Ариэлла толкнула массивную дверь родительского дома. Дом встретил её привычной холодной тишиной, но в этот раз к ней примешивалось что-то иное. Гулкие шаги отдавались эхом по мраморному полу, и вдруг до её слуха донеслись голоса. Грубые. Жестокие.
Она замерла, ладонь легла на сердце. Сделала шаг, другой. Чем ближе к гостиной, тем отчётливее становились звуки: резкие приказы, удары, шорох оружия.
А потом она вошла.
Картина обожгла глаза.
Люди с оружием стояли вдоль стен. На коленях – её отец и мать. Испуганные, растерянные, сломленные.
– Ч-что… – слова сорвались с губ Ари дрожащим голосом. – Что здесь происходит?
И тогда она увидела его.
Риккардо Рицци. В идеально сидящем костюме, спокойный, будто происходящее было всего лишь деловой ужин. Но в его взгляде – тьма. Ледяная, непроглядная.
Он шагнул ближе, его голос прозвучал низко, ровно:
– Твои родители задолжали мне. И теперь их жизнь в твоих руках.
– Ариэлла… – прохрипела её мать, глаза блестели от слёз. – Пожалуйста, сделай то, что он хочет.
Ари скривилась. Даже в этот момент мать умела приказывать.
Она подняла взгляд на Рицци:
– Что вы от меня хотите?
Он задержал паузу, и уголок его губ тронуло что-то похожее на усмешку.
– Ты едешь со мной. Ты будешь моей.
– Зачем? – её голос дрогнул, но в нём всё ещё оставалась сталь. – Зачем я?
– Потому что я так захотел, – прозвучало так, будто это был единственный закон, которому подчинялся весь этот мир.
Риккардо наклонился ближе, его слова резанули воздух, как приговор:
– В Филадельфии долги платят всегда.
В комнате воцарилась мёртвая тишина. Оружие, колени её родителей, холодный мрамор – всё будто растворилось, когда Ари подняла глаза.

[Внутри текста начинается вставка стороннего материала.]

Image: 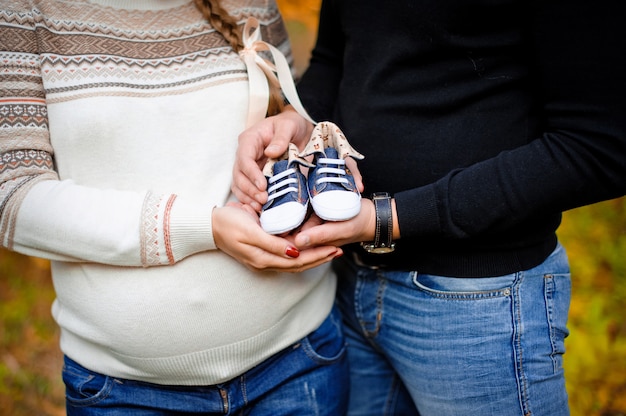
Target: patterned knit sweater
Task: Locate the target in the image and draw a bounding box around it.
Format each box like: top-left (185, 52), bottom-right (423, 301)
top-left (0, 0), bottom-right (335, 385)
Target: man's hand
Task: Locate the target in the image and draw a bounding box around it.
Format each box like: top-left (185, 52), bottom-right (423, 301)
top-left (231, 107), bottom-right (313, 212)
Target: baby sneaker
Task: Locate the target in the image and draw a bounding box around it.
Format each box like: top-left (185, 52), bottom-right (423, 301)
top-left (299, 121), bottom-right (364, 221)
top-left (260, 143), bottom-right (312, 234)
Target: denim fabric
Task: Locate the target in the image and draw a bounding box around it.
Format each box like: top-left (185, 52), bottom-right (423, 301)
top-left (63, 308), bottom-right (349, 416)
top-left (335, 242), bottom-right (571, 416)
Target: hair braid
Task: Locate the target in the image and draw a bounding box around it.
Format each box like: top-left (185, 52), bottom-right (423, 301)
top-left (194, 0), bottom-right (284, 116)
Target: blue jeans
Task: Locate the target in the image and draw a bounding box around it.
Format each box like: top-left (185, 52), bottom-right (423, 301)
top-left (334, 246), bottom-right (571, 416)
top-left (63, 308), bottom-right (349, 416)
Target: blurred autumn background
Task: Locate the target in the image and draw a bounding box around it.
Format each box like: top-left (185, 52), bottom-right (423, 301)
top-left (0, 0), bottom-right (626, 416)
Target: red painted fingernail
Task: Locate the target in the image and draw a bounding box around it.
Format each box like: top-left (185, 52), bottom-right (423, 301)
top-left (285, 246), bottom-right (300, 259)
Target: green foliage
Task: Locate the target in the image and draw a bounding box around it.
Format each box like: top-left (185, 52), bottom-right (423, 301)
top-left (559, 198), bottom-right (626, 416)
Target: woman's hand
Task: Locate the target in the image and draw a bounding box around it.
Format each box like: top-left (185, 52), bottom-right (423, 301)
top-left (231, 107), bottom-right (313, 212)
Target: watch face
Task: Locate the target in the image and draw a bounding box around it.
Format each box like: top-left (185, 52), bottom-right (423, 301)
top-left (361, 243), bottom-right (396, 254)
top-left (368, 247), bottom-right (394, 254)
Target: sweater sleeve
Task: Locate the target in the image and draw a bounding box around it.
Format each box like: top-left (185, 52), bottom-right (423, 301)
top-left (0, 12), bottom-right (215, 267)
top-left (300, 0), bottom-right (626, 240)
top-left (396, 0), bottom-right (626, 238)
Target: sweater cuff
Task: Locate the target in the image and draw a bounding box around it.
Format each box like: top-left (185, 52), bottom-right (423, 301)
top-left (394, 185), bottom-right (441, 238)
top-left (169, 197), bottom-right (217, 262)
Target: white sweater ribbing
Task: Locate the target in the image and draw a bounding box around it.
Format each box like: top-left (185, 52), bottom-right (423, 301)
top-left (0, 0), bottom-right (335, 385)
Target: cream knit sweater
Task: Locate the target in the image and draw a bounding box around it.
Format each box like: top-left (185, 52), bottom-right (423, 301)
top-left (0, 0), bottom-right (335, 385)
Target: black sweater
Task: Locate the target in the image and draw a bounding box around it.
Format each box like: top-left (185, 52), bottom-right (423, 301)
top-left (298, 0), bottom-right (626, 277)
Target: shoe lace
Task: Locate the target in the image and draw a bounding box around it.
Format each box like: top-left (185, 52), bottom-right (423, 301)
top-left (315, 157), bottom-right (348, 185)
top-left (267, 168), bottom-right (298, 201)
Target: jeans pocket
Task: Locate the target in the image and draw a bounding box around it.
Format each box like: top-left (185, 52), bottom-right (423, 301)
top-left (63, 357), bottom-right (115, 407)
top-left (413, 273), bottom-right (518, 300)
top-left (302, 307), bottom-right (346, 364)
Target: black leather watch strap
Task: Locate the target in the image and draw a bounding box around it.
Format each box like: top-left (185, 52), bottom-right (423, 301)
top-left (361, 192), bottom-right (394, 254)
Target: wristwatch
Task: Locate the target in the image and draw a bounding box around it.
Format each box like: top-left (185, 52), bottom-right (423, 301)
top-left (361, 192), bottom-right (395, 254)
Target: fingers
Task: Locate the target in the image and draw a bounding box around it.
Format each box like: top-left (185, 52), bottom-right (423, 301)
top-left (231, 111), bottom-right (300, 212)
top-left (244, 246), bottom-right (343, 273)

Она смотрела в его глаза – тёмные, как сама ночь. Глаза, в которых не осталось даже искры света.
Риккардо хрипло усмехнулся и спросил:
– Ты ищешь свет? Запомни: тьма живёт внутри нас, а свет всегда умирает в других.
И в этот миг её пронзила мысль: удастся ли когда-нибудь увидеть свет сквозь эту тьму?
Или её судьба – навсегда раствориться в ней, без шанса выбраться?
Ответа не было. Только обречённость. Только всепоглощающая тьма.
Филадельфия просыпалась лениво. Улицы ещё дремали, утренний свет едва касался крыш, а воздух был наполнен свежестью, какой он бывает только на рассвете. В городе всё шло своим чередом – пробуждались кафе, загорались первые витрины, редкие прохожие спешили на работу. Но в особняке семьи Вега царила своя реальность, отдельная от остального мира.
Дом был словно вырван из другой эпохи. Белые колонны, строгие линии фасада, балконы с коваными перилами, ухоженный сад, где каждое дерево подрезано по линейке. Снаружи – гармония и роскошь, внутри – мраморные полы, позолоченные люстры, картины в тяжёлых рамах. Но всё это великолепие имело привкус холода. Здесь каждый угол напоминал о дисциплине, каждое слово – о контроле.
Ариэлла Вега проснулась не от солнца, а от стука каблуков по мраморным ступеням где-то внизу. Её мать всегда ходила так – уверенно, резко, будто каждый её шаг был приговором. Девушка села на кровати, провела рукой по лицу и посмотрела вокруг.
Её комната была безупречна: кровать с балдахином, зеркало в золочёной раме, гардеробная, где платья висели по цветам и тканям. Всё идеально. Всё красиво. Но не её. Ариэлла чувствовала себя здесь гостьей – как будто ей разрешили пожить в музее, но ни одна вещь не принадлежала по-настоящему.
Она подошла к окну, раздвинула тяжёлые шторы и вдохнула прохладный воздух. Филадельфия ещё спала. На мгновение показалось, что и она могла бы быть частью этого города, а не куклой в клетке, которой управляют чужие руки.
– Ариэлла, – прозвучал за спиной холодный голос.